Outdated exchange controls are crippling SA’s growth potential

Every day, SA’s foreign exchange (forex) controls destroy more economic growth, job creation and transformation. Every day they increase poverty and exacerbate inequality. With the unexpected strength in the rand, there will seldom be a better time to abolish them.

In a state of the nation address on February 9 1996, then president Nelson Mandela said: "For us, it is not a matter of whether, but of when, these controls will be phased out."

This followed then finance minister Trevor Manuel announcing a five-year "phasing-out process" in 1995 because, as he said, "the rand is not under our control …".

Former Reserve Bank governor Tito Mboweni then acknowledged in 2005 that the time had come for exchange controls to be entirely dismantled. "For all intents and purposes," he said, "exchange controls have become purposeless … the cost of exchange control administration and the inconvenience that goes with managing [it] are not worth the exercise."

Forex controls cause foreign and local investors to think twice about investing in SA when they know a bureaucrat in Pretoria has the capricious power to decide whether and where their hard-earned income may be returned to them.

It is naïve to believe that government officials have the knowledge or nimbleness required to protect us from the symptoms of international financial crises. In a world of fiat currencies with routine official interstate manipulation and credit expansion, it is no wonder we have periodic currency crises and disruptions in the global foreign exchange markets.

Every successful country has long abandoned what in 1934, Hitler devised as a "Reich Flight Tax" in a failed attempt to stop Jewish people from exporting their wealth. Similar forex controls were introduced to SA by HF Verwoerd and the apartheid regime in 1961, less than a year after the horrific Sharpeville massacre, which shocked the world and set the tone for the next four decades of civil strife.

In a democratic country that engages in peaceful and open trade with the rest of the world, the system is now out of place and a severe brake on growth and job creation.

In 1970, 72c bought you a dollar, but despite the existence of tight exchange controls, the rand rapidly lost ground and in March 1982, the rand and the dollar reached parity. As everyone knows, the downward spiral continued and the exchange rate is now about R14 to the dollar, having got close to R17 earlier this year.

This has been a loss of more than 234%, despite bureaucrats furiously managing stringent forex controls.

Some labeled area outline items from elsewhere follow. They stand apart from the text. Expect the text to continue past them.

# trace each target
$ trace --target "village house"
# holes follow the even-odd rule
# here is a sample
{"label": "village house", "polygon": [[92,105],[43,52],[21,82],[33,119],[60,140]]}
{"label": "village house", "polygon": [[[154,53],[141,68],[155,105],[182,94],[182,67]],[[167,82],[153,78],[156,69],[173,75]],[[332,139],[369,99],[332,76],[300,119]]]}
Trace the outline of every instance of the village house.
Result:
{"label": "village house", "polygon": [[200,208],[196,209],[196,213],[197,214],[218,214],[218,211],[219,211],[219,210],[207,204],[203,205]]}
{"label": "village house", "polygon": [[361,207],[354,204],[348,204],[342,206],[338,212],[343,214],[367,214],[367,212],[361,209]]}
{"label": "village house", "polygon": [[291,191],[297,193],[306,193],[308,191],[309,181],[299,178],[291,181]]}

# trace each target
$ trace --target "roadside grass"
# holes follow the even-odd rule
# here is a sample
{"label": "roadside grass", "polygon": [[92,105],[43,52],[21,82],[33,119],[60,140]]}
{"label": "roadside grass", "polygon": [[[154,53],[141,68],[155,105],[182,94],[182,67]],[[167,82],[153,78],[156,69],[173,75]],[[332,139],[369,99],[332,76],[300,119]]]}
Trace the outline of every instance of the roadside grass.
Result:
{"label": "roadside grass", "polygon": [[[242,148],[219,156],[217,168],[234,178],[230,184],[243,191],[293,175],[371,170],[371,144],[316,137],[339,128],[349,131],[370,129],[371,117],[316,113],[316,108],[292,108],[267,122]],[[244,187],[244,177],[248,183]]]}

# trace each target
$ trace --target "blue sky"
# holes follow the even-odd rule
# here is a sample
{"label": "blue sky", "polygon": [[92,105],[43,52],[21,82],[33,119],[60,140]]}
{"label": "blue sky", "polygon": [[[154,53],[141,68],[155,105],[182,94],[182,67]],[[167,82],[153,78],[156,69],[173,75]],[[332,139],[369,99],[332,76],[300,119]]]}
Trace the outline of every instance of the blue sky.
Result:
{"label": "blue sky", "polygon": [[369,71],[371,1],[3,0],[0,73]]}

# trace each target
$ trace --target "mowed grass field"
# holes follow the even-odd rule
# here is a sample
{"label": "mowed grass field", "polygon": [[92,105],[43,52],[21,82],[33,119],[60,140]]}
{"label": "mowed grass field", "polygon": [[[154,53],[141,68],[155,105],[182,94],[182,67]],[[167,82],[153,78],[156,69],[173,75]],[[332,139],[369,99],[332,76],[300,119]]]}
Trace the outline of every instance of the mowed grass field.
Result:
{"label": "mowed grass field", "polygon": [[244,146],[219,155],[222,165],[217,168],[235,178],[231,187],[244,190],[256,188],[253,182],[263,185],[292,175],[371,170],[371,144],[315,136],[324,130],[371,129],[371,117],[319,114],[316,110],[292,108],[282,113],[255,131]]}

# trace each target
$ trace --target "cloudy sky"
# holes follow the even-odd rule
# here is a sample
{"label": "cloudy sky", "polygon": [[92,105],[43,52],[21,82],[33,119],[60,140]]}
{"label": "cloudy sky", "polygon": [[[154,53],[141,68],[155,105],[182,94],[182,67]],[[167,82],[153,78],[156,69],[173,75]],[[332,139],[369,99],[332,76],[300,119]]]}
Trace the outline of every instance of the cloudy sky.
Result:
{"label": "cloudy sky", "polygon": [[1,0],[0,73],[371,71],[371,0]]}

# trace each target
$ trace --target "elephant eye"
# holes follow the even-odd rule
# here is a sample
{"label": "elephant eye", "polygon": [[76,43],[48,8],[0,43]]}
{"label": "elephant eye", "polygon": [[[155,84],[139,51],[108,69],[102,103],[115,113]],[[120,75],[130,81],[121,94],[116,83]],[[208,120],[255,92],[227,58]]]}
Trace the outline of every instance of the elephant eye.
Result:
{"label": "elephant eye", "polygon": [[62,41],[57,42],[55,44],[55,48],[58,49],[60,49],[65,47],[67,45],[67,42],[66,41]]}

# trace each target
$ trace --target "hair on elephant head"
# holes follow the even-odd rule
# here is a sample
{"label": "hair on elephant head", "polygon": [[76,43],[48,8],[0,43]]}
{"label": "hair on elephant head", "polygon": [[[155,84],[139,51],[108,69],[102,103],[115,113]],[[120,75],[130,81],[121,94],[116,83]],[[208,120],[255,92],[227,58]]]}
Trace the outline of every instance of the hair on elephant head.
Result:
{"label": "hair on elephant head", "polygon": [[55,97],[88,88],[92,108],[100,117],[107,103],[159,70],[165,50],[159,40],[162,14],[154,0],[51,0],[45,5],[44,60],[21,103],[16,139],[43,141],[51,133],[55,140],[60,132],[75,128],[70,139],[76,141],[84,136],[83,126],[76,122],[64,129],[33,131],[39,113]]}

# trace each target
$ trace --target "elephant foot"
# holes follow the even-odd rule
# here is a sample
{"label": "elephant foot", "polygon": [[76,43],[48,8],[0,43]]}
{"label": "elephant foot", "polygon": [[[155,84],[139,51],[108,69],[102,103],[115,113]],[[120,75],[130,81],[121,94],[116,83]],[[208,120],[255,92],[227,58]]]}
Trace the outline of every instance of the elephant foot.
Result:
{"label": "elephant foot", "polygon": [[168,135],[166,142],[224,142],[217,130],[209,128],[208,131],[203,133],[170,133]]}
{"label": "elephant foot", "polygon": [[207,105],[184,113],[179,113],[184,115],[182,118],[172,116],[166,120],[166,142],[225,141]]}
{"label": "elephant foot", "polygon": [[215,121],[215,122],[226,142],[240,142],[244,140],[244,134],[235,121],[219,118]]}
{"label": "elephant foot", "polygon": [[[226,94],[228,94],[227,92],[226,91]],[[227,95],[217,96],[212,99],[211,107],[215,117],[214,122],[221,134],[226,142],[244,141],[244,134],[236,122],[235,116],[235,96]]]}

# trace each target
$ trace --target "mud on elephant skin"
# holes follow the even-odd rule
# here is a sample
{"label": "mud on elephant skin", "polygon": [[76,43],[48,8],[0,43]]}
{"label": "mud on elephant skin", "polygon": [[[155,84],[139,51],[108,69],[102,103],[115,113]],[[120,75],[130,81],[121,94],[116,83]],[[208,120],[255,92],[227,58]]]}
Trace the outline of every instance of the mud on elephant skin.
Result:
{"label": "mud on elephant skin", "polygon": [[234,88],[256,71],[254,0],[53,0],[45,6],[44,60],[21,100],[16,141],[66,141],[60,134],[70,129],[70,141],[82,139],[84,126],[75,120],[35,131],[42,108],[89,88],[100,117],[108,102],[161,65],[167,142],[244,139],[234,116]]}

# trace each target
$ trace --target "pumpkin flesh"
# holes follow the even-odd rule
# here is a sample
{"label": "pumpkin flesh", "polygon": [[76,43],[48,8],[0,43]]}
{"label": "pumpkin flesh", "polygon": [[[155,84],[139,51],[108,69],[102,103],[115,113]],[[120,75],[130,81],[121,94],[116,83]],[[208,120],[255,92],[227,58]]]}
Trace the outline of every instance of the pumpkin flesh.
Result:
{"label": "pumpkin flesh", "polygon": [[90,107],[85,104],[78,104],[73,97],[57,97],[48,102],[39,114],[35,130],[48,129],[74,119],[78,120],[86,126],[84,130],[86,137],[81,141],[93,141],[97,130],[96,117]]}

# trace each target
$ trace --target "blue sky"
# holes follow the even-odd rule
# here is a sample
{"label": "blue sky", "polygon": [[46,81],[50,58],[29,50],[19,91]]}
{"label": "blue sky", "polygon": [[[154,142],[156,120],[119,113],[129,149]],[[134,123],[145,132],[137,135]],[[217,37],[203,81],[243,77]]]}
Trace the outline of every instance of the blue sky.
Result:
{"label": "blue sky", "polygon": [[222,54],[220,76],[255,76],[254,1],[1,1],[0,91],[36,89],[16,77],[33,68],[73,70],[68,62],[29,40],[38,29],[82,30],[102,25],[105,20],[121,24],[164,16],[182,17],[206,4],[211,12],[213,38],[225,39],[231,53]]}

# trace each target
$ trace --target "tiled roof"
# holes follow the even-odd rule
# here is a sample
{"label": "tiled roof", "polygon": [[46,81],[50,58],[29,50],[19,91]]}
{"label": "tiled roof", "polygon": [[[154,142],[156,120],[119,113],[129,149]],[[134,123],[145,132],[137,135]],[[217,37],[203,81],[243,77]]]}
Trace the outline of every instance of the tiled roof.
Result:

In short, they obviously do not, and have not, worked to protect the value of the currency.

Rather, exchange controls serve to distort the market and transfer wealth from exporters to importers and those with foreign debt. They cause investors, local and foreign, to become suspicious of a government that wants to play by different rules from those that apply in countries that welcome capital.

They cause investors to seriously doubt whether our government believes in itself or our country’s future. This leads to a foreign-imposed risk premium on the cost of all local investment and government funding.

That is to say nothing of a threatening downgrade to junk status.

Exchange controls have become redundant and are now simply a costly administrative exercise that severely limits transformation.

SA’s low saving rates and stunning lack of economic growth necessitate a welcoming environment for investment.

High-growth countries deliberately set out to create the kind of environment that will attract risk-taking entrepreneurs and investors. They do this by producing goods and services other people actually want.

They cut down on taxes and red tape and, most importantly, refrain from attempting to prescribe to law-abiding people, local or foreign, what they may or may not do with their own money.